Wednesday, December 1, 2010
In the two decades between 1930 and 1950, Mexico emerged as a prime playground for foreign tourists, many of whom descended on the burgeoning Pacific resort town of Acapulco. The effects of this boom were multiplex: developers acquired communal lands--almost always through shady maneuvers, slums housing service workers sprouted outside the shiny tourist districts, new construction destroyed pristine ecosystems, and the country's cultural heritage began a long journey toward commodification.
Over time, Mexico has established a diverse tourism industry, moving beyond golden-age beach resorts--though, as the 1970s creation of Cancun illustrated, never totally abandoning them either--to promote historical sites such as Chichen Itza and Teotihuacan, traditions such as Day of the Dead, and 'typical' towns and cities such as Oaxaca and San Miguel de Allende.
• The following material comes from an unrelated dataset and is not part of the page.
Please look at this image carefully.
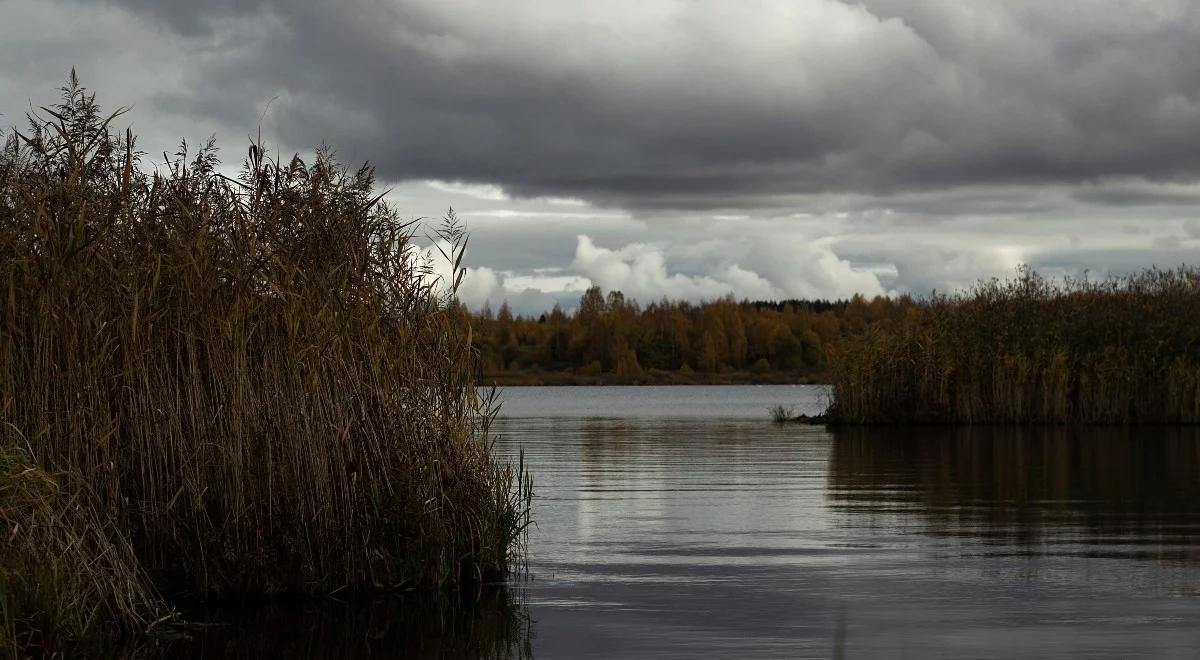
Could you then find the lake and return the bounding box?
[173,385,1200,660]
[487,386,1200,659]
This permeation of tourism is both the result of fervent government promotion and a reflection of its importance: around 7% of the country's GDP.
On a personal level, it is difficult to navigate both the moral and aesthetic waters of Mexico's tourist industry. Some tourist kitsch is easy to identify, such as cheap obsidian knives at a pre-colombian archeological site, but elsewhere it is more difficult. The country's renowned culinary tradition was recently awarded world heritage status by UNESCO, but what does that mean for a street-corner taco vendor? The struggle is in the search for authenticity, for something not produced or performed for foreign hands and eyes; an attempt to locate a culture that has not been packaged for export.
Tourism's effect on Mexico is irreversible and ongoing, and it is not wholly pernicious. At best, it produces a syncretism that is as uniquely 'Mexican' as any supposedly 'timeless' cultural heritage. At worst, it produces a steady stream of cheaply made handicrafts and staged performances. At the end of the day, however, the tradition of tourism is inseparable from the country's history.